Ich nehme mal an Frauen sind entspannter, was das Thema angeht. Das ist allerdings nur ein Vorurteil von mir.
Hm, hab mich mal umgehört: Kann sein, dass lesbische Frauen eine Intoleranz gegen hetero-Frauen an den Tag legen? Wie ist das bei Euch?
“Kann sein, dass lesbische Frauen eine Intoleranz gegen hetero-Frauen an den Tag legen?”
Wenn sie radikal-feministisch sind, dann schon. Schließlich verkaufen sich Hetero-Frauen an den Feind (den Mann)
“Wie ist das bei Euch?”
Versteh ich nicht. Ich bin nicht intolerant gegenüber Hetero-Frauen. Höchstens neidisch auf sie.
Neidisch? Auf was denn?
“Wie ist das bei Euch”: Gibts ein schwules Pendant zum Radikalen-Feminismus?
“Neidisch? Auf was denn?”
Dass Frauen ganz legal und von der Gesellschaft akzeptiert was mit Männnern haben können.
“Gibts ein schwules Pendant zum Radikalen-Feminismus?”
Es gibt einige Kreise in der Schwulenbewegung, welche die männliche Homosexualität als höherwertige Sexualität propagieren und auf Heteros herabblicken. Es gibt sicherlich auch Frauenverachtung. Aber Standard ist das nicht.
Hm, Und bei manchen Heteros findet sich Neid auf Schwule, wenn es um die Frage geht, wie schnell man jemanden fürs Bett findet.
Na ja, bei Männern vielleicht. Aber Frauen müssten doch eigentlich ganz schnell jemanden finden, oder?

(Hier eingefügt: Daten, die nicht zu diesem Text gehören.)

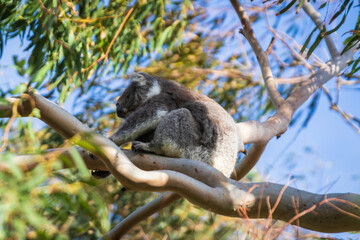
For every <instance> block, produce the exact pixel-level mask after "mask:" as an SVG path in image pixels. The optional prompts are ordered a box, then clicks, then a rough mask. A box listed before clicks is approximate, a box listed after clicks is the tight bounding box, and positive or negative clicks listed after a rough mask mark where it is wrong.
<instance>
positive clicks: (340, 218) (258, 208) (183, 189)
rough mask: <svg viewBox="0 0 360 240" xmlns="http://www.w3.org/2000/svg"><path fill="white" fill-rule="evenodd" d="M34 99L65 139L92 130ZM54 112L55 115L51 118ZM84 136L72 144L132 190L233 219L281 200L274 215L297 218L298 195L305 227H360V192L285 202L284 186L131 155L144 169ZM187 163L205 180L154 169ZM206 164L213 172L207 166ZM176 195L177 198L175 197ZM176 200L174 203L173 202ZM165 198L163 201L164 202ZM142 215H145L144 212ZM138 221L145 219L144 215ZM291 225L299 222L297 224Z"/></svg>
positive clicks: (285, 195)
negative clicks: (212, 174)
mask: <svg viewBox="0 0 360 240" xmlns="http://www.w3.org/2000/svg"><path fill="white" fill-rule="evenodd" d="M33 95H36V94H33ZM34 99H35V100H34V101H35V103H36V104H39V106H38V105H36V107H37V108H38V109H39V110H40V113H41V119H45V120H47V121H50V120H49V119H52V120H55V119H56V120H59V119H61V121H63V124H62V126H63V127H60V126H58V125H60V124H56V123H52V124H51V125H52V126H55V127H56V129H58V130H59V131H61V132H62V133H63V134H64V135H65V136H71V135H73V134H74V133H77V132H79V131H80V130H82V129H87V128H85V127H84V126H81V125H79V124H81V123H79V122H78V120H77V119H76V118H74V117H73V116H72V115H70V114H68V113H66V111H65V110H62V111H60V107H59V106H57V105H56V104H53V103H51V102H49V101H45V100H44V99H42V97H41V96H40V95H36V96H34ZM49 107H51V108H52V111H47V110H49ZM65 113H66V114H65ZM48 114H50V115H51V116H47V115H48ZM60 115H61V116H60ZM61 117H62V118H61ZM71 123H72V124H73V127H72V128H69V129H66V126H67V127H69V126H68V124H71ZM78 136H80V137H77V136H75V137H73V138H72V141H73V142H75V143H78V144H79V145H81V146H83V147H85V148H86V150H89V151H91V152H92V153H94V154H96V155H97V156H99V157H100V158H101V160H102V162H103V163H104V164H105V165H106V167H107V168H108V169H109V170H110V171H111V172H112V173H113V175H114V176H115V177H116V178H117V179H118V180H119V181H120V182H122V183H123V184H124V185H125V186H130V189H134V190H145V191H169V190H170V191H174V192H177V193H179V194H180V195H181V196H184V197H185V198H187V199H188V200H189V201H190V202H192V203H194V204H196V205H198V206H200V207H202V208H204V209H208V210H210V211H212V212H215V213H219V214H222V215H226V216H232V217H245V216H248V217H250V218H265V217H267V214H268V209H267V207H266V206H267V201H269V203H270V205H271V206H275V203H276V202H278V206H277V208H276V209H275V210H274V212H273V214H272V217H273V218H274V219H279V220H283V221H289V220H291V219H294V218H296V211H295V209H294V208H295V207H294V206H292V204H291V203H292V197H295V198H296V199H299V202H300V204H299V205H300V208H299V209H298V210H297V212H298V213H299V214H302V215H301V218H300V226H302V227H305V228H309V229H312V230H317V231H324V232H338V231H350V230H358V229H359V225H360V221H359V219H358V217H360V210H359V207H358V205H359V204H360V196H359V195H357V194H333V195H328V198H329V200H326V196H324V195H317V194H312V193H308V192H304V191H300V190H296V189H294V188H291V187H287V188H286V190H285V192H284V193H283V195H282V198H281V201H279V200H278V196H279V194H280V192H281V191H283V190H282V188H283V186H282V185H278V184H272V183H269V184H266V183H257V184H242V183H239V182H236V181H233V180H231V179H227V178H225V177H224V176H222V177H223V178H220V179H219V178H218V177H213V176H210V175H209V173H211V172H212V171H214V172H217V173H216V174H221V173H219V172H218V171H217V170H216V169H214V168H212V167H211V166H208V165H206V164H204V166H199V169H197V170H195V169H192V167H190V168H189V167H188V165H189V164H190V165H191V161H192V162H195V165H196V164H202V163H200V162H196V161H193V160H188V161H189V162H184V161H187V160H183V159H180V160H178V161H177V160H176V159H173V160H171V161H170V160H169V159H167V158H163V160H164V162H163V164H164V165H161V164H160V162H159V165H158V164H155V165H156V166H155V167H154V166H151V165H152V164H151V163H153V161H154V160H155V159H158V158H159V157H158V156H154V155H145V154H144V155H143V156H142V155H141V154H138V155H133V157H131V156H130V158H131V159H132V160H133V161H138V162H143V160H144V159H145V162H147V163H146V164H145V165H148V166H151V167H149V170H150V171H144V170H141V169H138V168H137V167H136V166H135V165H133V163H131V162H130V161H129V159H128V158H127V157H126V155H125V154H124V153H122V152H121V151H120V149H118V147H117V146H116V145H114V143H113V142H111V141H110V140H109V139H107V138H105V137H103V136H101V135H98V134H96V133H89V132H85V133H84V132H83V133H81V132H80V134H79V135H78ZM82 140H85V141H82ZM85 156H86V155H85ZM144 156H146V157H149V158H148V160H146V158H144ZM88 157H90V156H88ZM153 165H154V164H153ZM181 165H184V166H186V167H185V169H192V171H189V175H191V176H193V177H198V178H199V180H201V181H198V180H196V179H194V178H191V177H189V176H188V175H184V174H181V173H178V172H174V171H169V170H153V169H161V168H169V169H170V168H172V169H177V168H178V167H179V166H181ZM205 166H206V167H207V168H204V167H205ZM186 171H187V170H184V172H186ZM216 174H215V176H216ZM206 176H208V177H206ZM209 176H210V177H209ZM214 178H215V180H214ZM172 197H174V198H175V196H172ZM172 197H171V198H170V199H173V198H172ZM330 198H331V199H330ZM267 199H269V200H267ZM160 200H161V199H159V200H158V201H160ZM325 200H326V201H325ZM330 200H331V201H330ZM171 201H172V200H169V202H168V203H170V202H171ZM166 202H167V201H166ZM329 202H331V204H330V203H329ZM310 203H311V204H310ZM154 204H155V203H154ZM155 205H156V204H155ZM157 206H159V205H157ZM314 206H315V207H314ZM334 206H335V207H334ZM310 207H311V208H314V209H316V213H315V212H313V211H309V212H307V213H306V214H305V213H303V211H307V210H308V209H309V208H310ZM146 208H149V214H151V211H155V209H158V208H157V207H154V208H151V207H150V206H147V207H145V209H146ZM150 209H153V210H150ZM237 209H241V211H237ZM259 209H260V211H259ZM340 210H341V211H340ZM139 211H140V210H139ZM144 211H145V210H144ZM239 212H244V213H246V215H240V216H239ZM138 213H141V214H145V212H143V211H140V212H138ZM349 213H351V214H349ZM134 214H135V213H134ZM145 215H146V214H145ZM145 215H143V216H145ZM298 217H300V216H298ZM130 219H131V218H130ZM133 219H139V217H136V218H133ZM328 219H331V222H330V223H328V222H327V221H325V220H328ZM128 221H130V220H128ZM131 221H138V220H131ZM289 223H291V224H293V223H294V221H293V222H289ZM342 223H345V224H342ZM114 231H115V230H114Z"/></svg>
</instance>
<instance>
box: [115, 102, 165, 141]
mask: <svg viewBox="0 0 360 240" xmlns="http://www.w3.org/2000/svg"><path fill="white" fill-rule="evenodd" d="M168 113H169V109H168V107H167V106H166V105H165V104H162V105H158V104H157V103H149V104H144V105H143V106H141V107H139V108H138V109H136V110H135V111H134V112H132V113H131V114H130V115H129V116H128V117H127V118H126V120H125V122H124V123H123V124H122V125H121V126H120V128H119V129H118V130H117V131H116V132H115V133H114V134H113V135H112V136H111V137H110V139H111V140H112V141H113V142H114V143H115V144H116V145H118V146H121V145H123V144H124V143H126V142H130V141H133V140H135V139H137V138H138V137H139V136H141V135H144V134H146V133H148V132H150V131H152V130H154V129H155V128H156V127H157V125H158V124H159V122H160V121H161V119H162V118H163V117H164V116H165V115H166V114H168Z"/></svg>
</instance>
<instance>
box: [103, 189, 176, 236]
mask: <svg viewBox="0 0 360 240" xmlns="http://www.w3.org/2000/svg"><path fill="white" fill-rule="evenodd" d="M180 198H181V196H180V195H178V194H176V193H170V192H168V193H164V194H163V195H161V196H160V197H158V198H156V199H154V200H153V201H151V202H150V203H148V204H146V205H144V206H142V207H141V208H138V209H136V210H135V211H134V212H132V213H130V214H129V215H128V216H127V217H126V218H125V219H124V220H122V221H121V222H120V223H119V224H117V225H116V226H115V227H114V228H113V229H111V231H110V232H109V233H107V234H106V235H104V236H103V237H102V238H100V239H104V240H106V239H114V240H117V239H120V238H121V237H122V236H124V235H125V233H126V232H127V231H129V230H130V229H131V228H132V227H133V226H135V225H136V224H137V223H139V222H141V221H142V220H144V219H145V218H147V217H150V216H151V215H153V214H154V213H156V212H158V211H159V210H160V209H163V208H165V207H167V206H169V205H170V204H171V203H173V202H175V201H176V200H178V199H180Z"/></svg>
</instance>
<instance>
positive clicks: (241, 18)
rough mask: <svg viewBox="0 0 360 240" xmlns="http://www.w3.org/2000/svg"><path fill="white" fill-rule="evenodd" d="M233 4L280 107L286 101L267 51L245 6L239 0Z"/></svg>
mask: <svg viewBox="0 0 360 240" xmlns="http://www.w3.org/2000/svg"><path fill="white" fill-rule="evenodd" d="M230 2H231V4H232V5H233V7H234V9H235V11H236V13H237V15H238V16H239V18H240V21H241V23H242V26H243V29H242V30H240V32H241V33H242V34H243V35H244V36H245V38H246V39H247V40H248V42H249V43H250V45H251V48H252V49H253V51H254V53H255V55H256V58H257V60H258V62H259V64H260V68H261V73H262V75H263V78H264V81H265V85H266V88H267V90H268V92H269V96H270V99H271V101H272V103H273V104H274V106H275V108H276V109H279V108H280V107H281V105H282V104H283V103H284V99H283V98H282V96H281V95H280V93H279V91H278V89H277V86H276V82H275V80H274V77H273V74H272V72H271V68H270V65H269V61H268V58H267V55H266V53H265V52H264V50H263V49H262V47H261V45H260V43H259V42H258V40H257V39H256V37H255V33H254V31H253V29H252V27H251V24H250V21H249V18H248V16H247V14H246V12H245V10H244V8H243V6H242V5H241V4H240V3H239V1H238V0H230Z"/></svg>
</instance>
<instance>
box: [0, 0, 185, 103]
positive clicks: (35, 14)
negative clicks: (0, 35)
mask: <svg viewBox="0 0 360 240" xmlns="http://www.w3.org/2000/svg"><path fill="white" fill-rule="evenodd" d="M130 6H131V7H130ZM188 7H191V4H190V3H188V2H185V3H181V2H173V3H171V5H170V4H167V3H165V1H147V2H139V3H135V4H131V2H129V1H110V2H109V3H105V2H104V1H99V0H97V1H74V2H67V1H51V0H47V1H43V2H41V1H25V2H22V1H7V2H1V3H0V9H1V10H0V21H1V22H0V23H1V24H0V31H1V32H2V33H4V34H2V37H1V44H0V55H1V54H2V51H3V48H4V43H6V42H7V40H8V39H11V38H15V37H20V38H21V40H22V41H23V42H26V44H27V46H26V49H25V50H26V51H29V52H30V57H29V58H28V59H17V57H14V64H15V66H16V68H17V70H18V72H19V74H20V75H22V76H23V75H26V76H28V77H29V79H30V80H29V83H28V85H31V86H33V87H35V88H41V87H47V89H48V90H52V89H53V88H56V89H57V90H58V91H59V93H60V96H59V98H58V100H59V102H60V103H62V102H64V101H65V100H66V98H67V96H68V95H69V93H70V92H71V91H72V90H74V89H76V88H79V87H81V88H82V90H83V91H87V90H88V89H89V88H91V87H92V86H93V83H90V84H89V85H87V86H86V87H85V86H84V83H85V82H86V81H87V80H88V79H90V78H93V79H95V78H96V77H97V76H98V75H99V74H106V73H107V72H109V71H111V72H112V73H113V74H114V75H116V74H117V73H120V72H126V70H127V69H128V68H129V66H130V65H131V64H135V63H138V62H139V61H141V57H142V56H144V55H146V53H148V52H153V51H161V49H162V46H163V45H174V44H175V43H177V42H178V41H177V40H176V39H177V38H179V36H181V35H182V33H183V30H184V28H185V26H186V24H187V16H186V12H187V8H188ZM166 8H167V9H171V8H174V9H177V8H182V11H181V12H180V11H178V12H176V11H175V12H172V13H173V14H172V15H169V14H168V13H167V11H165V10H166ZM128 13H129V14H130V13H131V14H130V15H129V16H127V14H128ZM115 33H117V34H115ZM155 43H156V44H155ZM105 66H106V68H105Z"/></svg>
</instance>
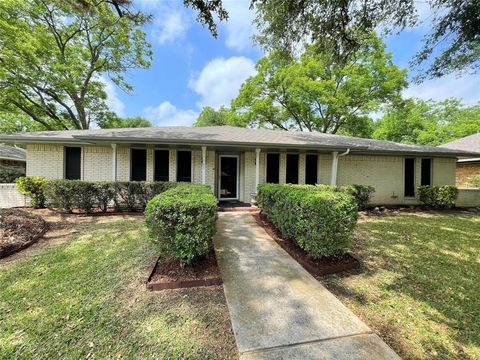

Gemeint waren Hetero-Männer. Frauen setzen sich immer noch der Gefahr aus, “ihren Ruf” zu verlieren, wenn sie es sich allzu offensichtlich zu leicht machen. – Ändert sich zwar gerade, aber wer mal eine Horde Ladettes erlebt hat, weiss nicht ob es eine Änderung im besseren ist?
Was sind denn Ladettes?
(Kann sein, dass ich das falsch geschrieben habe): Frauen, die sich so aufführen, wie sie denken, Männer würden es machen: Aggressiv, hartes Drinken, körperliche Gewalt. wikipedia schreibt etwa ladettes (i.e. loud, foul-mouthed, uncultured and unpleasant young women, who like to drink and smoke and who are often sexually promiscuous)
Ah ja. Denen begegnet man in Berlin recht häufig.